MinesweeperDataset

class dgl.data.MinesweeperDataset(raw_dir=None, force_reload=False, verbose=True, transform=None)[source]

Bases: HeterophilousGraphDataset

Minesweeper dataset from the β€˜A Critical Look at the Evaluation of GNNs under Heterophily: Are We Really Making Progress? <https://arxiv.org/abs/2302.11640>’__ paper.

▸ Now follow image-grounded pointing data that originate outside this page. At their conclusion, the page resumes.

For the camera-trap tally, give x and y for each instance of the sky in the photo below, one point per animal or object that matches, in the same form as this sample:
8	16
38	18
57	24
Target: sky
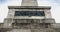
55	7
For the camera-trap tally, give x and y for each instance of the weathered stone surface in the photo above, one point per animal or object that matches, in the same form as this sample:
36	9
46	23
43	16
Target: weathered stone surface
29	24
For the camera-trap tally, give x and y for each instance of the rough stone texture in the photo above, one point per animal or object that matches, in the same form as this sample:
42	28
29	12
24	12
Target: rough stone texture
29	24
29	3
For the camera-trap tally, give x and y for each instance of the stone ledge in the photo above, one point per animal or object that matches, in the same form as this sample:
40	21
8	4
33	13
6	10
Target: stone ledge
26	7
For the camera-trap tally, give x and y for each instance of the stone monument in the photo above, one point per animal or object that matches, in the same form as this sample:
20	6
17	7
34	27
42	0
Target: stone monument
29	17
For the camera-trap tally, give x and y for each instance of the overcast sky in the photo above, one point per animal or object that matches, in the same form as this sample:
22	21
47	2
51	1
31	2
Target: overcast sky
55	7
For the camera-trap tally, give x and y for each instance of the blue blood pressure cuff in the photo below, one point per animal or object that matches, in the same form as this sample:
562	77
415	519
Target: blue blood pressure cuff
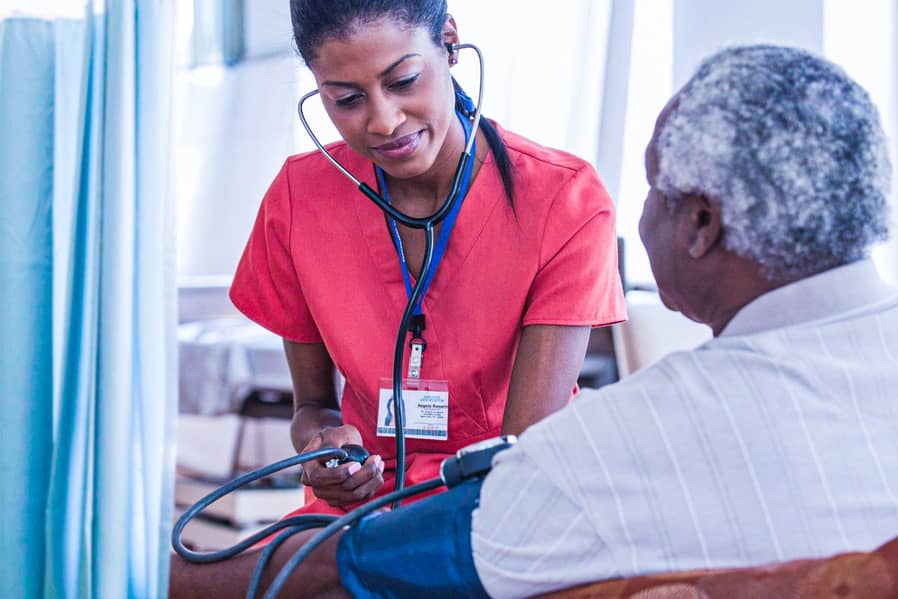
422	550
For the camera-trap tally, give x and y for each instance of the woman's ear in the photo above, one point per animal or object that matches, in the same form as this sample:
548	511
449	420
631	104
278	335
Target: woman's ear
704	219
449	34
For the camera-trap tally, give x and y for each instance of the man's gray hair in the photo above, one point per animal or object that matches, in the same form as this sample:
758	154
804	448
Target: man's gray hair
793	150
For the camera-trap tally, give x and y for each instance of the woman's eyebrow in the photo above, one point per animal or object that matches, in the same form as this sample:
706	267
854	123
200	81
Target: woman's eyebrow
383	73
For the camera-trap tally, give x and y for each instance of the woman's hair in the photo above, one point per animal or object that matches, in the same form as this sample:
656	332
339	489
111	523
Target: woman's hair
315	21
793	150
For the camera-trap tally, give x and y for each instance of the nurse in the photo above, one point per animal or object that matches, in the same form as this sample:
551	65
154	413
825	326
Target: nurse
527	265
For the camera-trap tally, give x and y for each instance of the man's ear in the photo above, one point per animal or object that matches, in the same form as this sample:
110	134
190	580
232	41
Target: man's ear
704	219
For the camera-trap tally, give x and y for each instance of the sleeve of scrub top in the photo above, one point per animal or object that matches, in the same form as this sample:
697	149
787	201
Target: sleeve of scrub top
266	288
578	282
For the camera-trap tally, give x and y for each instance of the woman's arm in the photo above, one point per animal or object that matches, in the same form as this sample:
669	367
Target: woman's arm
315	405
317	423
545	371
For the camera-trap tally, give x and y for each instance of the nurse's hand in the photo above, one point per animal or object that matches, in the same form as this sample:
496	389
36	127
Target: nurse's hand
347	483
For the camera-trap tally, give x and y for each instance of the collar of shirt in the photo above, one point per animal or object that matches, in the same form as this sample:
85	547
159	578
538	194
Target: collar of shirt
824	295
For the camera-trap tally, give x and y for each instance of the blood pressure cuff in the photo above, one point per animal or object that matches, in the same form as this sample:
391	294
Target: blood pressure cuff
423	550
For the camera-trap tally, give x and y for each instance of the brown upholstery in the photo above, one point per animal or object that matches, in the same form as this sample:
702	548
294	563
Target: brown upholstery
872	575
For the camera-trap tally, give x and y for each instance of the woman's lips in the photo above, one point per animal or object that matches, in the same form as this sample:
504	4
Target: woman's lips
400	148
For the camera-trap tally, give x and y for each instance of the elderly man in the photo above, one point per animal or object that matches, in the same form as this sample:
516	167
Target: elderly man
777	439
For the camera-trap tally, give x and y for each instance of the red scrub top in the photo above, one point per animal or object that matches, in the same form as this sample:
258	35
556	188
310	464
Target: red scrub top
320	266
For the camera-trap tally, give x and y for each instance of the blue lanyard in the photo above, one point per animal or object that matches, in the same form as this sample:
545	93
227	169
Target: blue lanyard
446	230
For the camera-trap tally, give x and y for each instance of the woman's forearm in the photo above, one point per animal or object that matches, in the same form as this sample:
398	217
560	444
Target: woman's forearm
309	420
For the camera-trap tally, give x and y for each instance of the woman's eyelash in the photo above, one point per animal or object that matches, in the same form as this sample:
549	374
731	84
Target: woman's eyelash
347	100
403	83
396	85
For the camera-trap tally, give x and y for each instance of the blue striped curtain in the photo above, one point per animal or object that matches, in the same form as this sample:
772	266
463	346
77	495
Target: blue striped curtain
87	323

This dataset is inspired by the Minesweeper game. The graph is a regular 100x100 grid where each node (cell) is connected to eight neighboring nodes (with the exception of nodes at the edge of the grid, which have fewer neighbors). 20% of the nodes are randomly selected as mines. The task is to predict which nodes are mines. The node features are one-hot-encoded numbers of neighboring mines. However, for randomly selected 50% of the nodes, the features are unknown, which is indicated by a separate binary feature.

Statistics:

  • Nodes: 10000

  • Edges: 78804

  • Classes: 2

  • Node features: 7

  • 10 train/val/test splits

Parameters:
  • raw_dir (str, optional) – Raw file directory to store the processed data. Default: ~/.dgl/

  • force_reload (bool, optional) – Whether to re-download the data source. Default: False

  • verbose (bool, optional) – Whether to print progress information. Default: True

  • transform (callable, optional) – A transform that takes in a DGLGraph object and returns a transformed version. The DGLGraph object will be transformed before every access. Default: None

num_classes

Number of node classes

Type:

int

Examples

>>> from dgl.data import MinesweeperDataset
>>> dataset = MinesweeperDataset()
>>> g = dataset[0]
>>> num_classes = dataset.num_classes
>>> # get node features
>>> feat = g.ndata["feat"]
>>> # get the first data split
>>> train_mask = g.ndata["train_mask"][:, 0]
>>> val_mask = g.ndata["val_mask"][:, 0]
>>> test_mask = g.ndata["test_mask"][:, 0]
>>> # get labels
>>> label = g.ndata['label']
__getitem__(idx)

Gets the data object at index.

__len__()

The number of examples in the dataset.